DELTARUNE TOMORROW

June 3, 2025

In 1989 Trident Comics published a four-part comic titled St. Swithin’s Day.

St. Swithin’s Day follows an unnamed 19 year old who has decided to assassinate Margaret Thatcher. The comic follows him in the days leading up to the event. He steals, and later decides to throw away, a copy of Catcher in the Rye. He has a conversation with a woman in a cafe who only exists in his head. He sleeps in a maintenance train car. He dances to The La’s “There She Goes” in front of Karl Marx’s grave. He calls his mother, who begs him to come home and interview for a job at a grocery store. The morning of St Swithin’s Day he jumps in front of Margaret Thatcher, appearing as a madman reaching into his jacket pocket, "neurotic boy outsider" written proudly on his forehead. He pulls out nothing. He points his finger at her and simply says “bang” out loud and is promptly tackled by security.

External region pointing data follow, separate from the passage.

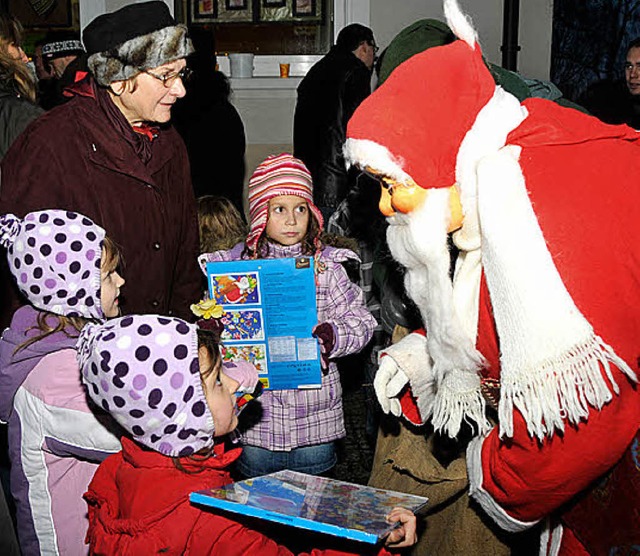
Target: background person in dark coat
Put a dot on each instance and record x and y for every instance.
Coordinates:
(327, 97)
(99, 155)
(17, 85)
(211, 126)
(64, 55)
(618, 102)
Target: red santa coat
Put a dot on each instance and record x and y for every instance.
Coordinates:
(591, 224)
(139, 504)
(592, 228)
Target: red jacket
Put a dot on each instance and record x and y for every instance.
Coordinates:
(79, 157)
(138, 504)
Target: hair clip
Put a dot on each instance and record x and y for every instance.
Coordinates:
(211, 315)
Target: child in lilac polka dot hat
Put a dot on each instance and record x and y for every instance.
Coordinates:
(66, 268)
(164, 381)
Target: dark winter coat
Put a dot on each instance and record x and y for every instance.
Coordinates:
(82, 157)
(16, 114)
(327, 98)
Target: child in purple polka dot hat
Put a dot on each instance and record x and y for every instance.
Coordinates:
(164, 381)
(66, 267)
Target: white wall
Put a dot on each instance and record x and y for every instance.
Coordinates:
(389, 17)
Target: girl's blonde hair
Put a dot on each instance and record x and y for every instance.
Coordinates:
(221, 224)
(50, 323)
(14, 74)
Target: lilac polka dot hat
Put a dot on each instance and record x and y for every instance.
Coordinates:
(55, 256)
(144, 370)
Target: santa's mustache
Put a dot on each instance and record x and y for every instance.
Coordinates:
(418, 241)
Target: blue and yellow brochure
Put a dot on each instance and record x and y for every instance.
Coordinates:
(270, 311)
(320, 504)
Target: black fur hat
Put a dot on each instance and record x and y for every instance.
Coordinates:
(134, 38)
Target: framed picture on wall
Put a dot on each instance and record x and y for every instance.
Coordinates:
(220, 11)
(41, 13)
(206, 9)
(304, 8)
(233, 5)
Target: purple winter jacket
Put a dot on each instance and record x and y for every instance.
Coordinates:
(56, 439)
(295, 418)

He rides home on the train, covered in bruises and less one tooth.

“It was worth it just to see her scared.”

St. Swithin’s Day was written by Grant Morrison, known for the incredibly metatextual first arc of Animal Man, as well as his run of Doom Patrol, The Invisibles, and All-Star Superman. He was part of the all-star lineup behind 52, the comic that got me into comics. It is illustrated by Paul Grist, an artist well-known for the series Kane. At least that’s what Wikipedia is telling me. I did not ever find the time to consume Grists’ other works, let alone study them as closely as I did Morrison’s, before deciding on my method of suicide.